Friday Amazon finally released an official apology for the downtime of its cloud-based services last week. The outages struck on April 21 and affected popular services like Foursquare, Hootsuite, Reddit and Quora. The Amazon cloud was eventually re-inflated by Sunday, April 24 without any type of explanation of what actually happened... until now.
The apology/explanation is surprisingly lengthy, consisting of 5,679 words that span from an overview of the Elastic Block Storage (EBS) system, to what took place during the primary outage, to offering a 10-day service credit to affected customers. Overall Amazon's Web Services unit explained that an incorrectly performed network change "as part of our normal AWS scaling activities" at a data center in northern Virginia was the central cause of the outage.
"The configuration change was to upgrade the capacity of the primary network," Amazon said in the letter. "During the change, one of the standard steps is to shift traffic off of one of the redundant routers in the primary EBS network to allow the upgrade to happen. The traffic shift was executed incorrectly and rather than routing the traffic to the other router on the primary network, the traffic was routed onto the lower capacity redundant EBS network."

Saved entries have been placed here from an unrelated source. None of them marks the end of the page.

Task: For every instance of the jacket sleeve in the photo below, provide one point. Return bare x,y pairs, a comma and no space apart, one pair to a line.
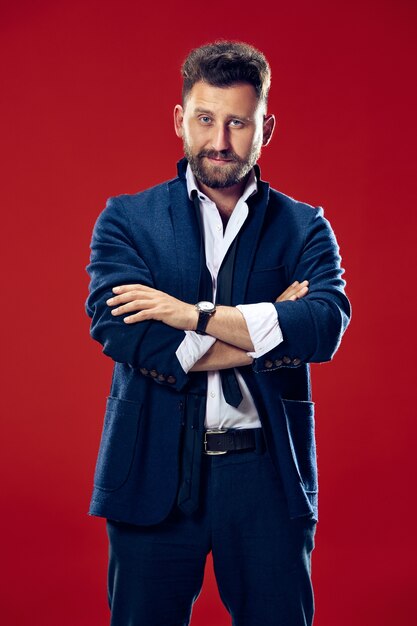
149,346
313,326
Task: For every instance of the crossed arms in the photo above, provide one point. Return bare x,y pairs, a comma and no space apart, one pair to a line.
312,325
228,325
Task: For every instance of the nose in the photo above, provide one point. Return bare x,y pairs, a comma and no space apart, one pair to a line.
220,139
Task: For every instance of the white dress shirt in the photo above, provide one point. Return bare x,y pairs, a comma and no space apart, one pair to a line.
261,319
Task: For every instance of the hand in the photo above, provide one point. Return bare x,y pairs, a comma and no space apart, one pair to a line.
294,292
147,303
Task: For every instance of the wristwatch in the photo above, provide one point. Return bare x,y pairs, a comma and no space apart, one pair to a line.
205,311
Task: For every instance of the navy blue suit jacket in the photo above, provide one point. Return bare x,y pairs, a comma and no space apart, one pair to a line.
153,238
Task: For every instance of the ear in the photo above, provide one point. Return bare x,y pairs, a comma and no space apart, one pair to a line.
178,120
268,129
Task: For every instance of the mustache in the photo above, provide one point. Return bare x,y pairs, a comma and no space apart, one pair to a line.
223,154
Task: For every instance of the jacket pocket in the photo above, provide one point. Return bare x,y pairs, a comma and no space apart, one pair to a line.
300,424
265,285
118,442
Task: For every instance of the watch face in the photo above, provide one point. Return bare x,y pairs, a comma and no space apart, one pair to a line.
205,306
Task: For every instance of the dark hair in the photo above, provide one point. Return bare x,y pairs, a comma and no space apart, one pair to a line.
224,63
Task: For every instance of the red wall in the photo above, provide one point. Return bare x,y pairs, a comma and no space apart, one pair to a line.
88,89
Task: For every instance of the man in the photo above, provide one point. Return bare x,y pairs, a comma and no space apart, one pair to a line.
208,440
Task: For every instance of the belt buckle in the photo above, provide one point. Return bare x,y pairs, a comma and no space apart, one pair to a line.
214,431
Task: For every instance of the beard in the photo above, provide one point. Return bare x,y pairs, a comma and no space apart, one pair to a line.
220,177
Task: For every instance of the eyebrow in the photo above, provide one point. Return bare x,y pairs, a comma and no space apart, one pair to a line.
229,116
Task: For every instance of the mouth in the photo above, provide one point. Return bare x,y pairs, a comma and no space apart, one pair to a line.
219,161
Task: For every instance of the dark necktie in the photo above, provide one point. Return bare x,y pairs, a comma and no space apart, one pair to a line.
195,403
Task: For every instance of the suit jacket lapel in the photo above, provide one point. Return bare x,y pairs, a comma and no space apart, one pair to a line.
187,239
248,241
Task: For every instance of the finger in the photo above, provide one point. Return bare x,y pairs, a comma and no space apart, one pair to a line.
137,317
125,288
135,305
129,296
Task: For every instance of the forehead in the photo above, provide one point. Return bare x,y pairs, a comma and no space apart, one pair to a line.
239,99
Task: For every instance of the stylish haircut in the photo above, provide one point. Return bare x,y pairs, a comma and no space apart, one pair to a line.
224,63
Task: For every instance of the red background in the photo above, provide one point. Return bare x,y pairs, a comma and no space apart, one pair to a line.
87,93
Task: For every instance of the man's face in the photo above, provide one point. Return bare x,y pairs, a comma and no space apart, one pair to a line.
223,130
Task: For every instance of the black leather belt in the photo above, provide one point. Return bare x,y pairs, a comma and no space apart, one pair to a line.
221,441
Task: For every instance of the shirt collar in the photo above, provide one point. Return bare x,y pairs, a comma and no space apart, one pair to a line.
250,188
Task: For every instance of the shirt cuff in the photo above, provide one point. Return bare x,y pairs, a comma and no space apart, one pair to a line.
263,326
192,348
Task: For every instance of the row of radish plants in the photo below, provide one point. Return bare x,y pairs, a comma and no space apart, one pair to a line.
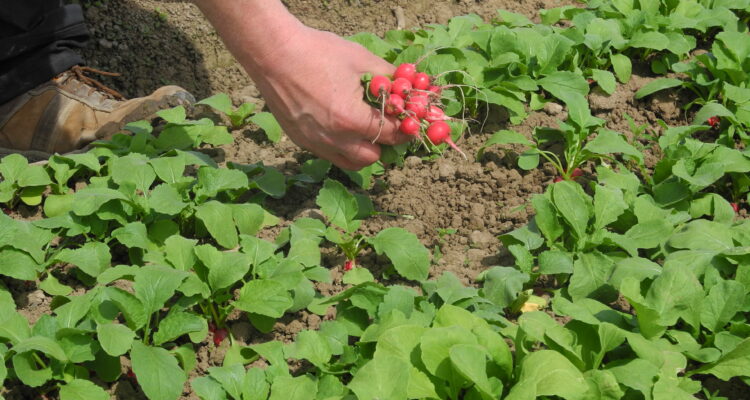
147,246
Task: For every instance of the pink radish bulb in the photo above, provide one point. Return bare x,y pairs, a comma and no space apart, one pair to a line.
421,81
401,87
435,90
379,85
439,132
410,126
434,114
406,71
394,105
417,105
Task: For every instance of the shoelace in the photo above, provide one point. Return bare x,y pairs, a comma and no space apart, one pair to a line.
80,72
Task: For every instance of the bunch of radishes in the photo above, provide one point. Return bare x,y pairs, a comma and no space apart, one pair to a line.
415,100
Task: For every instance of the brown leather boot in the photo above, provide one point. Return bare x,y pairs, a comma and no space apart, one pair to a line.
72,110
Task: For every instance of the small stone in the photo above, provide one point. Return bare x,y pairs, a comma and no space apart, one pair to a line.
413,161
446,171
396,178
106,43
475,256
241,331
35,298
553,108
482,239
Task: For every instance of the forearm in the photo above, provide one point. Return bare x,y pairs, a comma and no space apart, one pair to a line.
253,30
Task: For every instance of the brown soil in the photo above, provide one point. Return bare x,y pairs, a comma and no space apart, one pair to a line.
169,42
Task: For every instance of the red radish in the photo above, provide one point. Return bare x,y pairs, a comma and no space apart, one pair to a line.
401,87
406,71
421,81
380,85
417,105
219,335
439,132
435,114
410,126
435,90
394,105
714,121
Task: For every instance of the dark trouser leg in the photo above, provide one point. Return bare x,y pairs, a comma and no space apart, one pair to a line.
38,39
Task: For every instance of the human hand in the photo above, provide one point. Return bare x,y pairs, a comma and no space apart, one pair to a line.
311,82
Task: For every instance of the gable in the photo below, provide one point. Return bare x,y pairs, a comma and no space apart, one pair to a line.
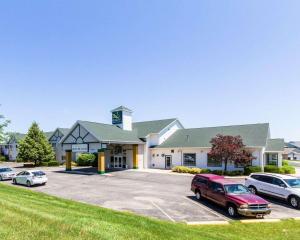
79,135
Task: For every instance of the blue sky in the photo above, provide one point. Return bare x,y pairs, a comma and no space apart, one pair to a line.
206,62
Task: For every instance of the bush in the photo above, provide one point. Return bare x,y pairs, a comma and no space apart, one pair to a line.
195,170
205,170
234,173
252,169
217,172
2,158
85,159
272,169
53,164
285,162
182,169
288,169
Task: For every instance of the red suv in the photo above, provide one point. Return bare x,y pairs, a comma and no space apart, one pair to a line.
235,197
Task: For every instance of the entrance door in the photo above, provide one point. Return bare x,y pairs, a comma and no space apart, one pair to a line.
118,161
168,162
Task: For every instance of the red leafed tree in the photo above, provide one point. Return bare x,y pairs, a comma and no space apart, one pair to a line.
229,148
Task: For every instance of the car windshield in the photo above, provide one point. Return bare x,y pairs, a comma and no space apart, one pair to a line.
5,169
236,189
294,183
39,173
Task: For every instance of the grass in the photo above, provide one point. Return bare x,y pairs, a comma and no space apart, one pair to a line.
25,214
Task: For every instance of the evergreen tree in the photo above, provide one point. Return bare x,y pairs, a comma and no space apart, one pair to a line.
35,147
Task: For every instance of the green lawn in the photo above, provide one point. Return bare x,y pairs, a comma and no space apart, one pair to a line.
25,214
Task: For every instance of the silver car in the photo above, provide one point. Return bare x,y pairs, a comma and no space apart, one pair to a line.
30,178
6,173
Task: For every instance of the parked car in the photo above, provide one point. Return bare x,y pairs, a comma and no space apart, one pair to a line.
276,185
30,178
6,173
235,197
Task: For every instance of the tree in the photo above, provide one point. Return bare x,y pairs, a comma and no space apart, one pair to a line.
3,124
35,147
229,148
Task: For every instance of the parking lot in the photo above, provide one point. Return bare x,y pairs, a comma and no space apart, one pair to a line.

For a portion of the EBS cluster in the affected Availability Zone, this meant that they did not have a functioning primary or secondary network because traffic was purposely shifted away from the primary network and the secondary network couldn’t handle the traffic level it was receiving, the letter said.
"As a result, many EBS nodes in the affected Availability Zone were completely isolated from other EBS nodes in its cluster. Unlike a normal network interruption, this change disconnected both the primary and secondary network simultaneously, leaving the affected nodes completely isolated from one another."

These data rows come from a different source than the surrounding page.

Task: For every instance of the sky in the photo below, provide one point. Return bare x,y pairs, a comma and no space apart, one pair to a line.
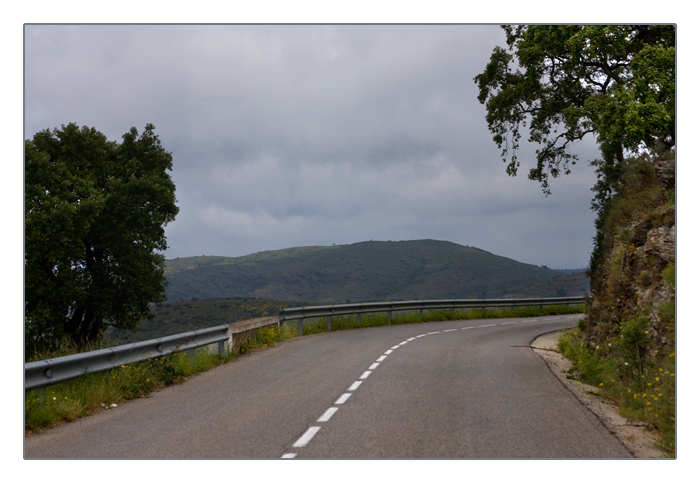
290,135
294,135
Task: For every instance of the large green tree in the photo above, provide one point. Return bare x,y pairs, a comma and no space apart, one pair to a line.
564,82
95,212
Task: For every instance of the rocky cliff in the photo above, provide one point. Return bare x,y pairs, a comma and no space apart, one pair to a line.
634,275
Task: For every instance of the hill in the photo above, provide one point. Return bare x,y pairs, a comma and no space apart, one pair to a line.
373,270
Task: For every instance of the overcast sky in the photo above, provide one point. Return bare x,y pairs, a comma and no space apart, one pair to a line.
294,135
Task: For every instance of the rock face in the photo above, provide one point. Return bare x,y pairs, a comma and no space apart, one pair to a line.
637,276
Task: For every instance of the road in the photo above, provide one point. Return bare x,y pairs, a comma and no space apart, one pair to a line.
457,389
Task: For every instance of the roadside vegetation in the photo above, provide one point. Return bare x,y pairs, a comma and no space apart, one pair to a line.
92,393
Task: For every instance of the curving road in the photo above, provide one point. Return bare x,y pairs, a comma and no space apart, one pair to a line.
458,389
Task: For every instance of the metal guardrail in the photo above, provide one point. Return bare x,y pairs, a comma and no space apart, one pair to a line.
328,311
52,371
41,374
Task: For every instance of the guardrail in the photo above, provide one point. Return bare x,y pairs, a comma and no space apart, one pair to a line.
41,374
44,373
328,311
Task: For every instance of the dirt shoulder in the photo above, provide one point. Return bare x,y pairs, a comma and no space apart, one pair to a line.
636,438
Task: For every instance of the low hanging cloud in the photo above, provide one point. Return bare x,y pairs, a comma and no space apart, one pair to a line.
288,135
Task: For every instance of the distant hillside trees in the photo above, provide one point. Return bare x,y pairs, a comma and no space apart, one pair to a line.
95,212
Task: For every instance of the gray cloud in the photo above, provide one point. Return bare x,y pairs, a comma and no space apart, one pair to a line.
287,135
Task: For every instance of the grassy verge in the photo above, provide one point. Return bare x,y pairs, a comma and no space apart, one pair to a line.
67,401
642,385
92,393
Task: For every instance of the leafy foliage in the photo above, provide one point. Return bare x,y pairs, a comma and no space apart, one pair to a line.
616,82
95,212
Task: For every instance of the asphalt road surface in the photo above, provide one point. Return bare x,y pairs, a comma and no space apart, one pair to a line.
457,389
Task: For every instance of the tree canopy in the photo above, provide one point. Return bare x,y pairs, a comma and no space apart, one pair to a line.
95,212
614,82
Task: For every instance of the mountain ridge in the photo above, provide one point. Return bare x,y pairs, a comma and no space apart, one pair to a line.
363,271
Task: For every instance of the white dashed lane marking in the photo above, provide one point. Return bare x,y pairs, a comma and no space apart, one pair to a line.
326,416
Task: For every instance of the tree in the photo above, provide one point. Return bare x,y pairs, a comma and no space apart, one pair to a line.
95,212
615,82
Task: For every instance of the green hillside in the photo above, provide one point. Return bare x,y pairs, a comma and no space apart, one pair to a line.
373,270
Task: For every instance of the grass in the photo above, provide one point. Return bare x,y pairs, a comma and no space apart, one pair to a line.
70,400
92,393
641,384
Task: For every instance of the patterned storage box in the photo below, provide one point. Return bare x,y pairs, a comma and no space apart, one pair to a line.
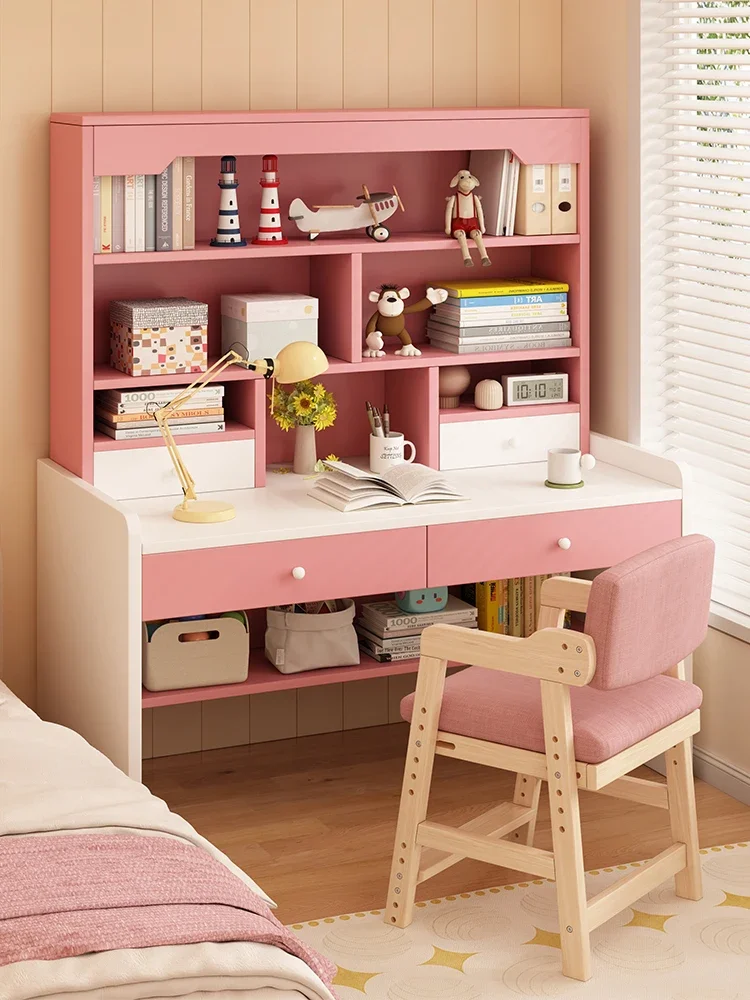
158,336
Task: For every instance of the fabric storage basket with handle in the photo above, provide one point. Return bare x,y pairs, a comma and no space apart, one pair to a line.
196,653
297,642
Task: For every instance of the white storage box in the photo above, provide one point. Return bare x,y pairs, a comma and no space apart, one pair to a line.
171,660
474,444
297,642
137,473
264,323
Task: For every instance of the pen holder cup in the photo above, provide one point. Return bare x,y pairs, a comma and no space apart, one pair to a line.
385,452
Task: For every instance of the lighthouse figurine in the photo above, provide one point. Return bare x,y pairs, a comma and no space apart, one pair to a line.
228,227
269,228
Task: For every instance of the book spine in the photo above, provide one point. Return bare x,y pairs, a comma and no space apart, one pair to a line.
502,345
97,212
130,213
188,203
106,214
118,214
150,212
134,433
177,203
140,212
517,331
515,603
164,210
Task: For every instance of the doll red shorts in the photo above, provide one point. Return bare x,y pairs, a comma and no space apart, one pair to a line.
464,225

By the end of the incredibly lengthy explanation, Amazon finally offered its apology to everyone involved.
"Last, but certainly not least, we want to apologize," Amazon's Web Services unit concluded. "We know how critical our services are to our customers' businesses and we will do everything we can to learn from this event and use it to drive improvement across our services. As with any significant operational issue, we will spend many hours over the coming days and weeks improving our understanding of the details of the various parts of this event and determining how to make changes to improve our services and processes."